Missouri lawmakers recently overrode a veto by Gov. Jay Nixon and passed a bill allowing school districts to designate teachers or administrators as school protection officers, able to carry concealed firearms into schools. The measure also lowered the age to apply for a conceal-and-carry permit to 19 from 21 and prohibits cities from banning open carry laws.
The Supreme Court has never come close to suggesting that the Second Amendment requires those sorts of permissions, said Gregory P. Magarian, JD, professor of law at Washington University in St. Louis and an expert in constitutional law.
Magarian has published about how the First Amendment destabilizes the Second Amendment.
Here he shares his thoughts about the new Missouri law, set to go into effect in October.
“Some people may believe, and I’m sure some Missouri legislators have argued, that the Second Amendment, as construed by the Supreme Court, compels these laws. I don’t believe it does.

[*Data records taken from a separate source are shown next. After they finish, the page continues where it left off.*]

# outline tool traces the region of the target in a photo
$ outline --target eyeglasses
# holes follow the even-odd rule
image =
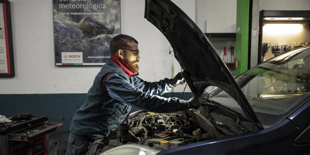
[[[132,53],[132,54],[133,54],[134,55],[135,55],[135,56],[136,56],[137,55],[139,55],[139,53],[140,53],[140,51],[136,51],[135,50],[131,50],[130,49],[128,49],[128,48],[122,48],[122,49],[125,49],[125,50],[129,50],[129,51],[133,51],[134,52],[131,52]]]

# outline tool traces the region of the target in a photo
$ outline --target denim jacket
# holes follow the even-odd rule
[[[85,103],[73,117],[71,132],[98,139],[117,129],[133,106],[159,113],[187,108],[187,101],[160,96],[175,86],[172,79],[145,81],[124,64],[111,56],[102,67],[87,93]]]

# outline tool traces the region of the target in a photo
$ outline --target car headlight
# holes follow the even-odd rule
[[[144,145],[127,144],[113,148],[99,155],[155,155],[160,151]]]

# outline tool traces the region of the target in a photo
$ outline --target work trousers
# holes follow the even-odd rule
[[[66,155],[82,155],[86,154],[90,143],[93,142],[94,140],[86,136],[70,133],[68,141]]]

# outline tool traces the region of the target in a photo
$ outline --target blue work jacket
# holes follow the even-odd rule
[[[187,108],[187,100],[160,96],[175,86],[172,79],[145,81],[128,68],[121,60],[111,56],[95,78],[85,103],[76,112],[71,132],[96,140],[117,129],[133,106],[159,113]]]

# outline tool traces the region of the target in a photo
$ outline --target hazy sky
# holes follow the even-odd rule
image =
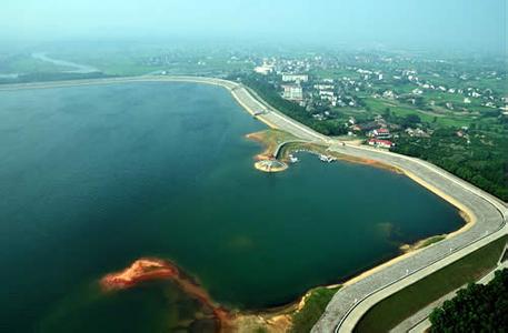
[[[242,37],[506,50],[507,0],[0,0],[0,39]]]

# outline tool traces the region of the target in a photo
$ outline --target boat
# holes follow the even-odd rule
[[[332,157],[327,157],[325,154],[320,154],[319,160],[327,162],[327,163],[331,163],[331,162],[336,161],[337,159],[332,158]]]

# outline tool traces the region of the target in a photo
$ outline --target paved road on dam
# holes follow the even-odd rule
[[[350,332],[377,302],[425,278],[442,266],[508,233],[507,206],[497,198],[428,162],[368,147],[353,147],[325,137],[275,110],[240,83],[197,77],[136,77],[0,85],[2,90],[114,84],[128,82],[190,81],[228,89],[238,103],[270,127],[329,147],[329,150],[394,165],[408,176],[442,196],[470,219],[459,232],[428,248],[399,256],[348,281],[327,306],[312,332]],[[332,260],[332,259],[330,259]]]

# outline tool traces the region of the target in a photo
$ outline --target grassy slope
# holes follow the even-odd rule
[[[292,315],[291,332],[310,332],[340,286],[320,286],[310,292],[303,309]]]
[[[356,332],[387,332],[442,295],[475,282],[494,269],[504,236],[381,301],[360,320]]]

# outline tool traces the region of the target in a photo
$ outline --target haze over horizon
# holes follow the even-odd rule
[[[8,0],[0,39],[200,38],[506,51],[504,0]]]

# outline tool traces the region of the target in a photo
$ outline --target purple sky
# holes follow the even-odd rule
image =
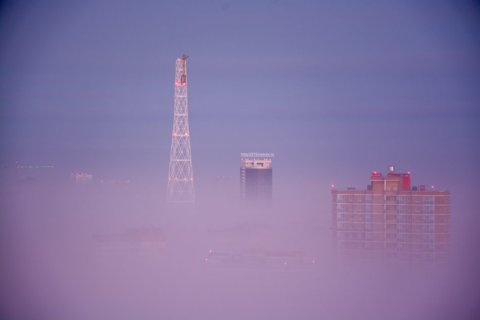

“The Supreme Court’s recent decisions on the Second Amendment, District of Columbia v. Heller and McDonald v. Chicago, break important new ground in finding an individual right to keep and bear arms. However, those decisions only explicitly rule out sweeping gun bans by states and the federal government. They don’t decide whether various other sorts of restrictions, such as registration requirements and safety protocols, violate the Second Amendment. In fact, the court in Heller goes out of its way to suggest that many gun regulations will satisfy Second Amendment review.
“In this Missouri law, the schools provision occurs in a policy setting where federal courts have long given state authorities substantial deference. As for the open carry permission, a few academics have suggested that open carry is integral to Heller’s holding that the Second Amendment protects a right of individual self-defense. I, however, think that suggestion dubious. First of all, Heller doesn’t explain how far the self-defense rationale goes. Second, the linkage between open carry and effective self-defense is uncertain at best, and, arguably, quite weak.
“None of this means there’s anything constitutionally wrong with Missouri’s new gun permissions. My point is simply that voters should recognize these laws for what they are: affirmative policy choices of the Missouri legislature that the Second Amendment in no way compels.”